Senate Banking Committee Chairman Christopher Dodd has sent a letter to key federal banking agencies regarding recent press reports about interest rate increases. Dodd suggests that some credit card companies are raising interest rates on customers’ existing balances now because the recently enacted Credit Card Accountability Responsibility and Disclosure Act (CARD Act) will prohibit rate increases on existing balances. See Alerts dated May 4, 15 and 20, 2009. The CARD Act will (i) prohibit rate increases on existing balances (with certain enumerated exceptions) effective February 22, 2010 and (ii) impose a new interest rate reduction “look-back” requirement effective August 22, 2010. The Federal Reserve Board (Board) has until February 22, 2010 to issue final rules regarding the “look-back” requirement.

    Dodd expressed concern that some creditors might be raising rates now “without justification” solely to take advantage of their soon-to-be eliminated right to increase rates on existing balances without restriction. Dodd urges the agencies to protect cardholders from abusive rate increases. In particular, Dodd (i) cites Section 101(c) of the CARD Act, which will require periodic review of accounts where the interest rate has been increased since January 1, 2009 and reduce the rate if appropriate, and (ii) asks the agencies to notify entities under their jurisdiction that “they will be held accountable for all interest rate increases during this time period and will be subject to the review requirement once it takes effect.”

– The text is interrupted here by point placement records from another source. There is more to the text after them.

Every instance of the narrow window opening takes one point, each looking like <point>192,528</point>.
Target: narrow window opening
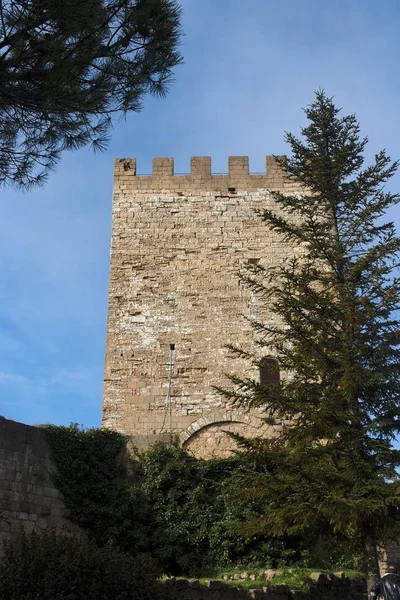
<point>269,371</point>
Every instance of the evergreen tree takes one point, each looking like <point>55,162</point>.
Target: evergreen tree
<point>334,471</point>
<point>66,66</point>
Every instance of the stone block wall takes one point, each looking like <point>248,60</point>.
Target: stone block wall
<point>29,500</point>
<point>175,301</point>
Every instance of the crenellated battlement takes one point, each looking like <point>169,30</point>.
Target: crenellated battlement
<point>200,176</point>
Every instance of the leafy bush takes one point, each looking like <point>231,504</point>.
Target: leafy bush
<point>50,567</point>
<point>196,522</point>
<point>92,476</point>
<point>189,515</point>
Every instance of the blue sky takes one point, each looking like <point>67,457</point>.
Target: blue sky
<point>249,69</point>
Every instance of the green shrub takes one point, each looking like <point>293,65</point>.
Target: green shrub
<point>196,522</point>
<point>50,567</point>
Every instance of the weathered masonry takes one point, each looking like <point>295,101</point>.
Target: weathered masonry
<point>175,301</point>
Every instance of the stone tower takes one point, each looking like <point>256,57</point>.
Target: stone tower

    According to Dodd, this “January look-back” was designed to address reports of credit card companies arbitrarily raising rates after the December 2008 promulgation of the new credit card rules that would have taken effect in July 2010 and to deter companies from doing the same before the CARD Act takes effect.

    Dodd said that he expects that (i) the Board will draft regulations that provide clear, robust requirements for the review of rate increases and (ii) the agencies will hold creditors strictly accountable for conducting thorough reviews and decreasing rates where warranted. He warned that Congress will monitor closely the development and enforcement of the implementing regulations.

    Senator Charles Schumer also recently wrote to the Board in response to press reports about credit card companies “preemptively” raising their rates and fees. Calling such increases “against the spirit of the law” and “just plain wrong,” Schumer invited the Board to invoke its emergency powers immediately to place limits on interest rates increases on existing balances.